To niezgodne z prawem unijnym. Możliwość zaskarżania programów ochrony powietrza przez obywateli oraz organizacje pozarządowe to – obok udziału w konsultacjach społecznych prowadzonych w trakcie tworzenia takiego programu – forma społecznej kontroli administracji publicznej. Jest ona niezwykle ważna z perspektywy realizowania prawa do czystego i zdrowego powietrza. Brak takiej możliwości oznacza w praktyce brak społecznej kontroli. Obywatel czy obywatelka nie mogą zaskarżyć programu, a sąd nie ma możliwości wypowiedzenia się, czy program spełnia wymagane prawem kryteria. KE zwróciła się do władz krajowych, by tę sytuację wyjaśniły.
Polskie programy są nieefektywne? Jeśli prawo zostanie zmienione, mogą posypać się skargi?

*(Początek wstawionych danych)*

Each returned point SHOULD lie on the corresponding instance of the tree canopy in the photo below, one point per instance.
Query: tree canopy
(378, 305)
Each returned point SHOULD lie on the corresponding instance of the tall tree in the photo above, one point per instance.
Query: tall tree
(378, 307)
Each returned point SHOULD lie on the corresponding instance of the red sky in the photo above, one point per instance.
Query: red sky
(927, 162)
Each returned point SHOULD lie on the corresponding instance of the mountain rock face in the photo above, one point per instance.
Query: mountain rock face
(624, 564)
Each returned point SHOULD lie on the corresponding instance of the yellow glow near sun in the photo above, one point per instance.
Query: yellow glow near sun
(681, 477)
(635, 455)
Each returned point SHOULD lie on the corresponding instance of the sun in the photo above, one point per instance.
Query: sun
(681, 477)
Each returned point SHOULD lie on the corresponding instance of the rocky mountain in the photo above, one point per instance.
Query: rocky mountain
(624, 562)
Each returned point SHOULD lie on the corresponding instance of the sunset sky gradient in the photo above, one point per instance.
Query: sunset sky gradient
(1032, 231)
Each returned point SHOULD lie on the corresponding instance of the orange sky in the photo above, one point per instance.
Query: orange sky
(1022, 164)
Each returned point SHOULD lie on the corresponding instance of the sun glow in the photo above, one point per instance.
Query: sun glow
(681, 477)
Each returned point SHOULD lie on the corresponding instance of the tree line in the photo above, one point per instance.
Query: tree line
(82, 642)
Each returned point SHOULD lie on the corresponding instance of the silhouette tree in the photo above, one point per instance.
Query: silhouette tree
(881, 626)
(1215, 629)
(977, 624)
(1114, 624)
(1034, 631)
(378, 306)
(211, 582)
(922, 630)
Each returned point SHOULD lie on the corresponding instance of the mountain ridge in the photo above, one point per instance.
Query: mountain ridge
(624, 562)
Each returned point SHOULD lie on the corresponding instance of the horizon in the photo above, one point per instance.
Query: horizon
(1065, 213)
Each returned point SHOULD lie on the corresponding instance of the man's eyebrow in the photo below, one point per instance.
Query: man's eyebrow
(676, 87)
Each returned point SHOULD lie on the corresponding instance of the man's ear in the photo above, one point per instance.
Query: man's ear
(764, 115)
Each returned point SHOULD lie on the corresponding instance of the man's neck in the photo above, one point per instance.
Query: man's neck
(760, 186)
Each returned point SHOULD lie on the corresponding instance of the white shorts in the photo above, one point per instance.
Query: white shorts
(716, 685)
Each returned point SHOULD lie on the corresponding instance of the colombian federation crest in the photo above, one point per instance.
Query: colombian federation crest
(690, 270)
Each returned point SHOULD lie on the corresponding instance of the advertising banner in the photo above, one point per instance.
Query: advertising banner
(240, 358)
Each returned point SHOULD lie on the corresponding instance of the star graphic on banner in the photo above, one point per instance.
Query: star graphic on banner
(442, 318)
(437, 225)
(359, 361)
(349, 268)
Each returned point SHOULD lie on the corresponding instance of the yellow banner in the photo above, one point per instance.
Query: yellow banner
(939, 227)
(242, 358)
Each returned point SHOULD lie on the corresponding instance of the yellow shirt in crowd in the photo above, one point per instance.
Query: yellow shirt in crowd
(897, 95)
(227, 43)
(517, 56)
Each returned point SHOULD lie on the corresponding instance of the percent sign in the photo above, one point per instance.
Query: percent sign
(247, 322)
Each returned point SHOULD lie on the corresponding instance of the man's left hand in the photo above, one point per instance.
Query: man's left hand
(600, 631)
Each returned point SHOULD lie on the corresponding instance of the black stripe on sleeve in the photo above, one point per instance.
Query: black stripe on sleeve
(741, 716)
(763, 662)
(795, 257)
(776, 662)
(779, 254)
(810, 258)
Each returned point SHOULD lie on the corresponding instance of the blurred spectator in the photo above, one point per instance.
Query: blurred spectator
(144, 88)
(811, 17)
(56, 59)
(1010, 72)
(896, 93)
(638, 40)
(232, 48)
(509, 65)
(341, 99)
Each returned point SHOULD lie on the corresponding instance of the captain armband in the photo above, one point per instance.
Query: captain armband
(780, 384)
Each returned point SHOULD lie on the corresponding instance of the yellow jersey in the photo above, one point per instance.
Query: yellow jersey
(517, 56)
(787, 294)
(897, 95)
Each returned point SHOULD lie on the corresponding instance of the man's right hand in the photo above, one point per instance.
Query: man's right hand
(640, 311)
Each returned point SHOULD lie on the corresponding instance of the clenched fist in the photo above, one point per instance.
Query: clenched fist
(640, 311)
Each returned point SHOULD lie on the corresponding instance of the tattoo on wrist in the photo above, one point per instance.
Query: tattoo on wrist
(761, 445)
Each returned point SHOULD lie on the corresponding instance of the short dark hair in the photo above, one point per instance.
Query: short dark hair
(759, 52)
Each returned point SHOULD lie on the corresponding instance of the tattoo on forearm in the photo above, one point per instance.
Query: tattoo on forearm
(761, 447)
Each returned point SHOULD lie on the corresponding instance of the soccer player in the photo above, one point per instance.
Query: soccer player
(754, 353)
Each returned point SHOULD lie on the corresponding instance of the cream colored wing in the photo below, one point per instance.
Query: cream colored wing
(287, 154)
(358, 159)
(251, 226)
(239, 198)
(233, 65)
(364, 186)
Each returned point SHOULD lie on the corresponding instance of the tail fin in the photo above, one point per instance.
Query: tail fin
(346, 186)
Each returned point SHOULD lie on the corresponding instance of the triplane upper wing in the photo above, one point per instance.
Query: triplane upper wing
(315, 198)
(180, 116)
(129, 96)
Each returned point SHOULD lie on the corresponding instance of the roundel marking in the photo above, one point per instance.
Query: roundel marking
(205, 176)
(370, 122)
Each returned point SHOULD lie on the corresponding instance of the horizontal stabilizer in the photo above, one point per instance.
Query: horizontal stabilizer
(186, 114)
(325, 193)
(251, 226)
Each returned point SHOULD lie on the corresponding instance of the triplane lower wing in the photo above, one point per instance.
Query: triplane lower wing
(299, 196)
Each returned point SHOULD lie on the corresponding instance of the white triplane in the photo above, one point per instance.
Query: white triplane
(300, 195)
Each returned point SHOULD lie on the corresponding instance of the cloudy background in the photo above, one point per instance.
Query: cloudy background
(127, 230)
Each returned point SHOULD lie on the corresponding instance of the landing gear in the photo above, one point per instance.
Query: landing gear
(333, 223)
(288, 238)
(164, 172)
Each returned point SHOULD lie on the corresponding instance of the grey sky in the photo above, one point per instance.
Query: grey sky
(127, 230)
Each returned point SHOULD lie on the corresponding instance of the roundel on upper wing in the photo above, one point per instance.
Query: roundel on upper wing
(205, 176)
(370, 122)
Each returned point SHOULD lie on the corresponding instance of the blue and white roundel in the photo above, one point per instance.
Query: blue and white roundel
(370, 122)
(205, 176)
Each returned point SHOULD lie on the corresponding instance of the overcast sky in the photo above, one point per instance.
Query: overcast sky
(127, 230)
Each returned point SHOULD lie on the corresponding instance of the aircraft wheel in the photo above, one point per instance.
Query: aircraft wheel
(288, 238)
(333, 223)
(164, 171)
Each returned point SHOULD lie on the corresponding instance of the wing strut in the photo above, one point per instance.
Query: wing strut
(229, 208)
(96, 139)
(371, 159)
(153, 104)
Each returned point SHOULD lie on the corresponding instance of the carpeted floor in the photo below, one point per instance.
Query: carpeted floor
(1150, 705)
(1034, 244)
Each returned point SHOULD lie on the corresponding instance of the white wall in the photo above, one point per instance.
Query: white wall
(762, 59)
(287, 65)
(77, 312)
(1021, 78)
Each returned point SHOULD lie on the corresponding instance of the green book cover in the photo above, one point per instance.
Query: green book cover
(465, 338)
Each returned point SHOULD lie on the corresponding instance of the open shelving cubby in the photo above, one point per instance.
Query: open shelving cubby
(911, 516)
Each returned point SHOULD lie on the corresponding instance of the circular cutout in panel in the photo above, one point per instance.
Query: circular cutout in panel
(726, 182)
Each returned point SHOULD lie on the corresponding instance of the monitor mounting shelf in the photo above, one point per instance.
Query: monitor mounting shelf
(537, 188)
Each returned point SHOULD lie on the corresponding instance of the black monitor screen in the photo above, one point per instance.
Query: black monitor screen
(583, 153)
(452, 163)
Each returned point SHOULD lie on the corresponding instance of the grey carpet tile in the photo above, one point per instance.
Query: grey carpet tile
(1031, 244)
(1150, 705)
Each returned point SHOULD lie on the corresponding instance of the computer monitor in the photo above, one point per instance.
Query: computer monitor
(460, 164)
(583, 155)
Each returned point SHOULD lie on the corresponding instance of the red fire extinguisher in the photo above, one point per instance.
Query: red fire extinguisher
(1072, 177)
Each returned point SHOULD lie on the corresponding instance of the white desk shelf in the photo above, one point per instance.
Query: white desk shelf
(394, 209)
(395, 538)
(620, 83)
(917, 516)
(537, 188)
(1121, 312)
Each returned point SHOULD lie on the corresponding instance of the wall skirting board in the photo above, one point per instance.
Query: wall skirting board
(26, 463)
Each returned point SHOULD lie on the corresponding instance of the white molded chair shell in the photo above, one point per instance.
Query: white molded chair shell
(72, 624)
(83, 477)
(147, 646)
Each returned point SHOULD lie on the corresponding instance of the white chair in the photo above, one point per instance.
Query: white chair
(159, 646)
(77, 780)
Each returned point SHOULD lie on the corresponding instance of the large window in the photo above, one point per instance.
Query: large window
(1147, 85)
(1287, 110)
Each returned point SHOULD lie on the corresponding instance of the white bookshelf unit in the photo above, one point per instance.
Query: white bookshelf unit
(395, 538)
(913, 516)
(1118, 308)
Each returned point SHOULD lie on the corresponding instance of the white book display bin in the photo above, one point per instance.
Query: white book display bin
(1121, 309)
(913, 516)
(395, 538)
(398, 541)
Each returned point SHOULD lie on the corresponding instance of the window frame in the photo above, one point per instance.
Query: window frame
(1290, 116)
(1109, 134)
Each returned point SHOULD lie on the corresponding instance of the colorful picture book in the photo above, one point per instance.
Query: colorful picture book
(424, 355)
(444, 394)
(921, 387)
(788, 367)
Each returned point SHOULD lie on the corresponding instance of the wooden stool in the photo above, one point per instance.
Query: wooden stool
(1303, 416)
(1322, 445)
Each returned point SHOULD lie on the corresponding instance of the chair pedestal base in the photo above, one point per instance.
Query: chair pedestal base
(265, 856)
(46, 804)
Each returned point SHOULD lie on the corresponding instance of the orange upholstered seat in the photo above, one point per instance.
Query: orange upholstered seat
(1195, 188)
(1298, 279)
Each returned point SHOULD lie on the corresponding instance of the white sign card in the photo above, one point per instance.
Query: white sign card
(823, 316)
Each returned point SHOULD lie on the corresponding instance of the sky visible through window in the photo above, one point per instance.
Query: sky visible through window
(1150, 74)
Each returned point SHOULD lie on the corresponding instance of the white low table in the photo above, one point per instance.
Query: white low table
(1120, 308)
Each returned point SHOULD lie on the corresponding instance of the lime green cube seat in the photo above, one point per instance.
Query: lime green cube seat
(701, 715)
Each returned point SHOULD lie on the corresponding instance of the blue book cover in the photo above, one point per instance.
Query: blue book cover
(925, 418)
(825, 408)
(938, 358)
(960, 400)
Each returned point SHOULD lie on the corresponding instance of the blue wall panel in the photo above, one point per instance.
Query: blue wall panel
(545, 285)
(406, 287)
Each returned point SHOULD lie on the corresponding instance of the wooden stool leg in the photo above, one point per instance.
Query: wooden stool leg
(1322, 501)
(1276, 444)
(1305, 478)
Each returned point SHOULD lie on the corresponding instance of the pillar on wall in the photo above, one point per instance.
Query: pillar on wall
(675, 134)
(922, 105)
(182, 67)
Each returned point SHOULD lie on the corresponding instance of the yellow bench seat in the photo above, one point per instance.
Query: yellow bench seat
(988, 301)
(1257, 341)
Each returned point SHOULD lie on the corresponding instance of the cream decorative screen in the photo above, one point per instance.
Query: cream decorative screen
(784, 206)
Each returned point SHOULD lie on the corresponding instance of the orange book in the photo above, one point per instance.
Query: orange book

Przygotowanie programów ochrony powietrza pochłania znaczne kwoty ze środków publicznych. Opracowują je specjalistyczne podmioty. Jednak choć są przygotowywane cyklicznie i aktualizowane co kilka lat, nie przynoszą oczekiwanych rezultatów. Są regiony, w których liczba dni z przekroczonymi normami jakości powietrza w ostatnich latach wzrastała.
Gdzie jest problem?
W marcu Fundacja ClientEarth przystąpiła do konsultacji nowych programów ochrony powietrza, m.in. w województwach mazowieckim i śląskim. Nasze zastrzeżenia dotyczą przede wszystkim tego, że programy nie zawierają najskuteczniejszych środków, które w możliwie najkrótszym czasie poprawiłyby jakość powietrza. Jeśli na terytorium danego województwa największym problemem jest spalanie węgla i drewna w gospodarstwach domowych, to oczekujemy, że w programie zostaną jasno określone zakazy dotyczące ich spalania. I nie w perspektywie dziesięciu, ale dwóch, trzech lat, z uwzględnieniem sytuacji społecznej i ekonomicznej mieszkańców. W planie powinny się też znaleźć szczegółowe harmonogramy wprowadzania określonych środków, wypracowane we współpracy z gminami.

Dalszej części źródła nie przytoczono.